I once spoke before the general assembly of high school students of Don Bosco Technical Institute in Makati to share with them the contents of the Kartilya ng Katipunan (I also did that to university assemblies at Philippine Normal University in Manila and Angeles University Foundation in Angeles City). After the talk, I was asked to do the honors of ribbon-cutting at the opening of the Don Bosco students' exhibits on Philippine history. The exhibits impressed me. Creatively-made dioramas on scenes of our past were on display, made by groups of high school students.

I noticed, though, that there was not much in the whole thing that pertained to our long and glorious history prior to the coming here of the Spaniards, and almost nothing at all about the Philippine-American war. No one can blame those students or their teacher-advisers; there really is hardly any prominence or emphasis given these periods in our officially-designed studies of Philippine history. We still have a lot of improvement to make on the standard curricula and syllabi on Philippine History. And change the usual way of teaching this in our schools, away from rote memorizations.

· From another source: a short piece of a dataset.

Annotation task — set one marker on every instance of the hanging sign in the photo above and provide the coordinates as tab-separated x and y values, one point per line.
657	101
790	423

The annual History Week comes and goes every September, and many people, especially students, get to highlight historical matters in their minds, with exhibits like the one at Don Bosco, and with other activities and projects. That is good for enhancing at least a bit the people's "kamalaysayan." But a lot has to be done in taking a longer, harder look at the matter of content play-up and the use of more popular forms, if History Week is to have more significant impact on our people's collective psyche.